Toutefois, pour admettre un concubinage assimilable à un mariage, la

jurisprudence exige une communauté de vie d'une certaine durée, voire durable,

de deux personnes de sexe opposé, à caractère exclusif, qui présente aussi bien

une composante spirituelle, corporelle et économique; il s'agit en définitive

d'une communauté de toit, de table et de lit. Aussi, pour admettre une telle

communauté, il faut que le concubin dont la situation économique le permet

assure effectivement la couverture des besoins vitaux et personnels de son

partenaire (voir ATF 129 I 1 consid. 3.2.3; voir aussi arrêt TA PS 2002/0031 du

8.

août 2002).

c) En l'espèce,

l'autorité intimée assimile la présence de la recourante sous le même toit que

son ex-époux à une relation de concubinage qui aurait pour effet de mettre à la

charge du partenaire les mêmes obligations d'entretien que celles résultant du

mariage. Toutefois, pour pouvoir qualifier la relation de la recourante avec

son ex-époux de concubinage, il faut avant tout une volonté commune de vivre

ensemble de manière durable en partageant toutes les obligations réciproques de

fidélité et d'assistance à charge des époux dans le mariage (art. 159 al. 3

CC).

aa) Or, la volonté

commune d'établir une relation durable n'est pas établie. Il est vrai que la

recourante a l'expérience d'une communauté de vie d'une certaine durée avec son

époux, mais par la demande en divorce conjointe qu'ils ont déposée, chacun des

époux a manifesté son souhait de rompre cette communauté et de mettre un terme

à la relation conjugale. La volonté conjointe des époux de se séparer s'est

manifestée d'une part par le dépôt de la requête en divorce, d'autre part lors

de l'audience qui s'est déroulée le 17 septembre devant le Président du

Tribunal de l'arrondissement de l'Est‑vaudois et enfin par la lettre

qu'ils ont adressée chacun le 18 novembre 2003 au Président du

Tribunal confirmant leur accord irrévocable avec le principe du divorce.

bb) Par ailleurs, il

ressort clairement du dossier que l'ex-époux de la recourante souhaite que

cette dernière quitte son domicile et retrouve un logement indépendant. Cette

volonté s'est traduite par la lettre qu'il a fait écrire par son avocat à

l'autorité intimée par laquelle il lui demande de bien vouloir aider son

ex-épouse dans les démarches en vue de retrouver un nouveau logement. Le tribunal

ne peut donc pas retenir une relation de concubinage en l'absence d'une volonté

commune des parties de donner un caractère durable à cette communauté; bien au

contraire l'ex-époux de la recourante manifeste très clairement sa volonté de

vivre séparé de la recourante.
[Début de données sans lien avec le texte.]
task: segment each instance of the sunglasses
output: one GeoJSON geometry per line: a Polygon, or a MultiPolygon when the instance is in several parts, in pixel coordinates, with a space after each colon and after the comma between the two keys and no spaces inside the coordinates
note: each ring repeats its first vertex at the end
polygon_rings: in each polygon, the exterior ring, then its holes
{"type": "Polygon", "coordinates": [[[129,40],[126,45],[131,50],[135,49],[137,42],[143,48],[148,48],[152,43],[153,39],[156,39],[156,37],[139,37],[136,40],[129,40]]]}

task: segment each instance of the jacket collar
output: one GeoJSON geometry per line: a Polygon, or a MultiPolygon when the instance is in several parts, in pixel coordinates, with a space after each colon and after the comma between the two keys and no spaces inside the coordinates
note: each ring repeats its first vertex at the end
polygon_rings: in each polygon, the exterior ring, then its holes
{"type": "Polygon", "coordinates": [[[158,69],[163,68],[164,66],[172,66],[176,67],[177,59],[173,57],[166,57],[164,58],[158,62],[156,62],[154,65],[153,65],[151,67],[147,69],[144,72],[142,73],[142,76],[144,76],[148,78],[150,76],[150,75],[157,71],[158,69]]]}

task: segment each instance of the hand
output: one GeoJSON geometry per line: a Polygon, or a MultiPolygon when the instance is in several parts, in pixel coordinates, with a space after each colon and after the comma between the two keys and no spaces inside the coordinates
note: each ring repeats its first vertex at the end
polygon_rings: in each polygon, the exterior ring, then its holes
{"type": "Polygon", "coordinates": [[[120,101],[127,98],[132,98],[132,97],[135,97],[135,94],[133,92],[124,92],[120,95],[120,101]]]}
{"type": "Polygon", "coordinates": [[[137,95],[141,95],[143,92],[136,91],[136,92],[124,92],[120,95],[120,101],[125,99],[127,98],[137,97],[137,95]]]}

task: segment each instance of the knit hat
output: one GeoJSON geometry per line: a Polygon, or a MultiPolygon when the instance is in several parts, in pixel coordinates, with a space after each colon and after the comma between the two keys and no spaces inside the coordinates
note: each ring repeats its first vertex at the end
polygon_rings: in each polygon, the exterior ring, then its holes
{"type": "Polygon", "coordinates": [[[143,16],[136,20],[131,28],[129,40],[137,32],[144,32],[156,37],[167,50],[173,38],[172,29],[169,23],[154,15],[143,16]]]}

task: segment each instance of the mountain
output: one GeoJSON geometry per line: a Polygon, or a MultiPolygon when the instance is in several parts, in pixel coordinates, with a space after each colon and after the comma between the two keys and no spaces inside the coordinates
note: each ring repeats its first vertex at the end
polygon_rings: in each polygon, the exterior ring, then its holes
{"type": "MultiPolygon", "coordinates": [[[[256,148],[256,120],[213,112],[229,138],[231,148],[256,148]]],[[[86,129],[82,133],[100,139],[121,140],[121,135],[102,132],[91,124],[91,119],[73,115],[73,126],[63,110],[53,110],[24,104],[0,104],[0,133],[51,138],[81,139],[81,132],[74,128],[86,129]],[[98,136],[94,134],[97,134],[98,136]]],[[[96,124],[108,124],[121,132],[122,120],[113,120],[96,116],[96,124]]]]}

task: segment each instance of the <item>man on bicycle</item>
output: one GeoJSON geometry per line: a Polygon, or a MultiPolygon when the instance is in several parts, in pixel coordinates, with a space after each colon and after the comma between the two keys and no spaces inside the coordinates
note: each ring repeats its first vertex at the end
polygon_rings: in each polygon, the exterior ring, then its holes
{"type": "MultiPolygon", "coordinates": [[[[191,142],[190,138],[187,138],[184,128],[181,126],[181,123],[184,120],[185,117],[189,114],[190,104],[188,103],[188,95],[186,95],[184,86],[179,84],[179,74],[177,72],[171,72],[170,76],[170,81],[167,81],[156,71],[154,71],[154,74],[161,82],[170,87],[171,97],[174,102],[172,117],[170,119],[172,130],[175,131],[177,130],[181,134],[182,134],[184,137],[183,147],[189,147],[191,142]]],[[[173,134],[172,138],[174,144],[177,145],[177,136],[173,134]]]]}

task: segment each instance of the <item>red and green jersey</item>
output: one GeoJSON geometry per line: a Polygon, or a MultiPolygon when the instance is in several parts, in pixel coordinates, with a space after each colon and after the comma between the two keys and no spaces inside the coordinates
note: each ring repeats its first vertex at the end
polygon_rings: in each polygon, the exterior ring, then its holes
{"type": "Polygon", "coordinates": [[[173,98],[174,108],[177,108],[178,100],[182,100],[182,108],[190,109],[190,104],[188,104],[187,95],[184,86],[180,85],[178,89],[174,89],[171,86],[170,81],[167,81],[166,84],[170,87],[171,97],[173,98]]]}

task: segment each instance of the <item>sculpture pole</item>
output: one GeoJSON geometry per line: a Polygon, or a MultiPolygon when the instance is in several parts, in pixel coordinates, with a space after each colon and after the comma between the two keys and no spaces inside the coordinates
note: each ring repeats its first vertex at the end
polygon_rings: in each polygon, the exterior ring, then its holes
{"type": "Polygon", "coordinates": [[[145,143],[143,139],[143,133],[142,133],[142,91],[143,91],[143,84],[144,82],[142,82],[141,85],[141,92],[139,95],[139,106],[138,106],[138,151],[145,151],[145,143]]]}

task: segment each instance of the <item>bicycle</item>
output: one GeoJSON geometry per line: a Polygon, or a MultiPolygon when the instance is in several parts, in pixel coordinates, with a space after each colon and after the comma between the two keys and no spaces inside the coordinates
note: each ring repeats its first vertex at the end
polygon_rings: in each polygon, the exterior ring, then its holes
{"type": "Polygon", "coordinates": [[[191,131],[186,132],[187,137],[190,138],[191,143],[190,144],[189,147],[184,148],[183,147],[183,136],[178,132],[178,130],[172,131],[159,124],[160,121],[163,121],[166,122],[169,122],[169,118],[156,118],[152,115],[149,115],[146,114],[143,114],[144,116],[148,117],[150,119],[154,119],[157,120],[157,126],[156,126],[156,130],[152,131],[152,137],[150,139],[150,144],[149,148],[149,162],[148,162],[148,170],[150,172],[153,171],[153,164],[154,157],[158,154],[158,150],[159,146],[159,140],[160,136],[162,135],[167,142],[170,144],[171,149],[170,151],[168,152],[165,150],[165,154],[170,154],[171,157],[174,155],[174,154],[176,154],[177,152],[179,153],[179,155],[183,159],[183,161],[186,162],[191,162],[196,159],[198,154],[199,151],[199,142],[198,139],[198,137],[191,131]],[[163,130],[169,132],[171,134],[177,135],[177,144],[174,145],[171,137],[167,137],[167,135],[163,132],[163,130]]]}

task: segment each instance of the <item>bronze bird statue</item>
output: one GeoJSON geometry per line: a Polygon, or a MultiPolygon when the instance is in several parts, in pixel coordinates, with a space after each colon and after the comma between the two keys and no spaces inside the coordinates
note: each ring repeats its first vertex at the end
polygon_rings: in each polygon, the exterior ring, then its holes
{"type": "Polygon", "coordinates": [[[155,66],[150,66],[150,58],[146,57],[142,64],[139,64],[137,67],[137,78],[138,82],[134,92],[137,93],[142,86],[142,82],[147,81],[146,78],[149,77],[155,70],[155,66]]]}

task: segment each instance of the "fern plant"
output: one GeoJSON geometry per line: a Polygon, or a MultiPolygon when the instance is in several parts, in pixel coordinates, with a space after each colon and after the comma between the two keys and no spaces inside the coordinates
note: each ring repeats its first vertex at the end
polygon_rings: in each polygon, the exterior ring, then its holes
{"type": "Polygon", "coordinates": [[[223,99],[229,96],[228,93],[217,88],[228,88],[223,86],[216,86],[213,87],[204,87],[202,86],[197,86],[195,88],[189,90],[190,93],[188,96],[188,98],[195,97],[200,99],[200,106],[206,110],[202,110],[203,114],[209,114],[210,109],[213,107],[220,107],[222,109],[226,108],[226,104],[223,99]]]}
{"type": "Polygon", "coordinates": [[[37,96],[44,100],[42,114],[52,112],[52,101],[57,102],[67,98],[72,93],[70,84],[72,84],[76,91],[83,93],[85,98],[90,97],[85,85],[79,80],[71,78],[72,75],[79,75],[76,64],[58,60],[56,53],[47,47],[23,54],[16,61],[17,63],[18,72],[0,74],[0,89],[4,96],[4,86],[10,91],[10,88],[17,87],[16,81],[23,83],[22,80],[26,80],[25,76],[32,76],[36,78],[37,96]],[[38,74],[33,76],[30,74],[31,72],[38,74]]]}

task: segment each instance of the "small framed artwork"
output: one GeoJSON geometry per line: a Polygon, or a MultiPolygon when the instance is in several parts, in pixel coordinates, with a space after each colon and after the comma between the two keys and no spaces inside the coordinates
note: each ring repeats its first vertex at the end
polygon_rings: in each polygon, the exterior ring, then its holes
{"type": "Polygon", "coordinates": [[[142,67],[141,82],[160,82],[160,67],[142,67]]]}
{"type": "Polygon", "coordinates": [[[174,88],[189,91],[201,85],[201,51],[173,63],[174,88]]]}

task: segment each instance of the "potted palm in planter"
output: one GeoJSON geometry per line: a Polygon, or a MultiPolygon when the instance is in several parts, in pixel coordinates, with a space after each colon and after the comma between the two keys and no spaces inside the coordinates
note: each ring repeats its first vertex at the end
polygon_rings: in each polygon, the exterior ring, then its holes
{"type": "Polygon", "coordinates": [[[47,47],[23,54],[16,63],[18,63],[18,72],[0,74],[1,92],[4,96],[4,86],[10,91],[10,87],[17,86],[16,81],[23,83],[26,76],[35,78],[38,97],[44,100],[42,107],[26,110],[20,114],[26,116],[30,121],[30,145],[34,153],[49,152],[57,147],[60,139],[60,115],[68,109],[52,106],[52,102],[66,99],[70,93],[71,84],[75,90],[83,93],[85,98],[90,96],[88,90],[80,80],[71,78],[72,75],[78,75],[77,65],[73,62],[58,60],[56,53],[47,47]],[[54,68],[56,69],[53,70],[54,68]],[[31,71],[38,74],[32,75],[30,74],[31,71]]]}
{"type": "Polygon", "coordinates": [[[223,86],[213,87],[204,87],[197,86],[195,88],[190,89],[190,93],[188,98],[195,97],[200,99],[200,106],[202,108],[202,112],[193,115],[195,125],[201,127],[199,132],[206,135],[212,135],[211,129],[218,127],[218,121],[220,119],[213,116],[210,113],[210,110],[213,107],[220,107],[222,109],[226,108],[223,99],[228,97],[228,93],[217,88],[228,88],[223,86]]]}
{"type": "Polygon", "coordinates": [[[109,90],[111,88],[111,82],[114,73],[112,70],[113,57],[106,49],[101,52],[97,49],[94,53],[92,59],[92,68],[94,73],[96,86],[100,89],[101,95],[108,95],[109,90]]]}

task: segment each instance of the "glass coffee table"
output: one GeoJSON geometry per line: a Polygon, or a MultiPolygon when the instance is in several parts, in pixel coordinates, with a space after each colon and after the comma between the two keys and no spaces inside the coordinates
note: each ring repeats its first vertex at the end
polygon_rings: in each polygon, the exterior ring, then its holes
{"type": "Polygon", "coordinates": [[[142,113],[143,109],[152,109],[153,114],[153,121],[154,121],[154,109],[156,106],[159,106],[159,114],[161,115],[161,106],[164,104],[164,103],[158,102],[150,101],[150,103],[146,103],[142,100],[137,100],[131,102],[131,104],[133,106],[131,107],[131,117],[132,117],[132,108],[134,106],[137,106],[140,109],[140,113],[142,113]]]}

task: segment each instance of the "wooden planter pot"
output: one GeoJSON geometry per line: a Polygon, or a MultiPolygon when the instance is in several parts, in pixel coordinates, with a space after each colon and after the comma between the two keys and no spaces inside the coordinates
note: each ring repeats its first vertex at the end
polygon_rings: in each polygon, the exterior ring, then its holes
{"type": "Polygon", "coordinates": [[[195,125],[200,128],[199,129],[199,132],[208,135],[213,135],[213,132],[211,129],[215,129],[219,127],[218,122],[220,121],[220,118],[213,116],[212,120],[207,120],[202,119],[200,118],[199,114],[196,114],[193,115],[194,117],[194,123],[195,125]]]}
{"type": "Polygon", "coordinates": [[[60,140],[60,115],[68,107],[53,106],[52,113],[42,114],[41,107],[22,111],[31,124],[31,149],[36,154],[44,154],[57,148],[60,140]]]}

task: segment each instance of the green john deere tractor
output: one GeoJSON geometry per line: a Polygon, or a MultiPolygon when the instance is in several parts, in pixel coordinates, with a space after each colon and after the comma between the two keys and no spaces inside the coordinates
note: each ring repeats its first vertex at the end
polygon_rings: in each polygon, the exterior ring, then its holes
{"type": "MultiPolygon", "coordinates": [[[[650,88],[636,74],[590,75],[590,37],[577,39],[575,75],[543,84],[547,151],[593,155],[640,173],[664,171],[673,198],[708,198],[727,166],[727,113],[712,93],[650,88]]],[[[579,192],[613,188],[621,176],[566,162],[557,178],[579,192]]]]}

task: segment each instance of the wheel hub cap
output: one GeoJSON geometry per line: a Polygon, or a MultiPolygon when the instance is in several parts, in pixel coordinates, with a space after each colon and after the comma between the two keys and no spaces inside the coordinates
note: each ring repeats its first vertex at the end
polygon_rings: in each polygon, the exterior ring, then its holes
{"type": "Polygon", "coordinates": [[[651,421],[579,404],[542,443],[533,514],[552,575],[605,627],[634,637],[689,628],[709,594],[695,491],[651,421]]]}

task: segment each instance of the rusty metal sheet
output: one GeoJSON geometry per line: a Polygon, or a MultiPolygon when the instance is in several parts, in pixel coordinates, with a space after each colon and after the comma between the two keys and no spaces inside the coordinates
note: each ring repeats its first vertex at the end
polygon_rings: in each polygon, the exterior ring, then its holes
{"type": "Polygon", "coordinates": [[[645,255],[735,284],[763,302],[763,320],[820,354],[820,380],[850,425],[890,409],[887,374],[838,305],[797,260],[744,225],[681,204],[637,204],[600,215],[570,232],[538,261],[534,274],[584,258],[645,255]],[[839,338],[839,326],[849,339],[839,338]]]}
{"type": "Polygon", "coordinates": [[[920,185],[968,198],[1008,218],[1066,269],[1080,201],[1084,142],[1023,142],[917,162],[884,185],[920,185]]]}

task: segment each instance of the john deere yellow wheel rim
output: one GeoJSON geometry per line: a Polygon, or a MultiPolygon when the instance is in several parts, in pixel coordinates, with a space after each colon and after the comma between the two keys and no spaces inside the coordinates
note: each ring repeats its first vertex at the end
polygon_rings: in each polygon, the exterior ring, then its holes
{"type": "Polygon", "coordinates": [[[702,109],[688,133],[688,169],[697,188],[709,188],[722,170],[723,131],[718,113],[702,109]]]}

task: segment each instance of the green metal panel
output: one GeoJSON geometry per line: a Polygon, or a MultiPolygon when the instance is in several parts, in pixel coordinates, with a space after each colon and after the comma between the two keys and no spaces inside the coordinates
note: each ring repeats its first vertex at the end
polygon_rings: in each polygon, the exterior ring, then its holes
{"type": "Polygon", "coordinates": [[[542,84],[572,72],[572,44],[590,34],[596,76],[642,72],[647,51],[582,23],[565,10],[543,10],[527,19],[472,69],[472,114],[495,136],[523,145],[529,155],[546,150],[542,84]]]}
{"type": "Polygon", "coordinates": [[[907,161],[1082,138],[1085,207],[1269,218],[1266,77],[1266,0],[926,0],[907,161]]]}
Aussi, ses obligations d'entretien à l'égard de

la recourante sont clairement définies par la convention réglant les effets

accessoires du divorce, ratifiée par le jugement de divorce du

25.

novembre 2003. On ne saurait donc déduire de cette situation une

obligation d'entretien qui va au-delà de celle effectivement convenue entre les

parties et confirmée par la juridiction civile.

cc) En revanche, il se

pose la question de savoir si la recourante ne se trouve pas dans une situation

de partenaires qui assument ensemble les fonctions ménagères, lui donnant

seulement droit à une part proportionnelle du forfait I correspondant à la

taille du ménage. Il appartient toutefois à l'autorité intimée d'éclaircir

cette situation, le cas échéant, en interrogeant l'ex-époux de la recourante

sur ce point.

3.

Il résulte des

considérants qui précèdent que le recours doit être admis et la décision

attaquée annulée. Le dossier est renvoyé à l'autorité intimée afin qu'elle

complète l'instruction dans le sens des considérants qui précèdent et statue à

nouveau sur la demande.

Dispositif

Par ces motifs

le Tribunal administratif

arrête:

I. Le recours est

admis.

II. La décision du

Centre social intercommunal de Vevey du 18 mars 2004 est annulée; le

dossier étant renvoyé à cette autorité afin qu'elle complète l'instruction dans

le sens des considérants et statue à nouveau sur la demande.

III. Il n'est pas

perçu de frais de justice, ni alloué de dépens.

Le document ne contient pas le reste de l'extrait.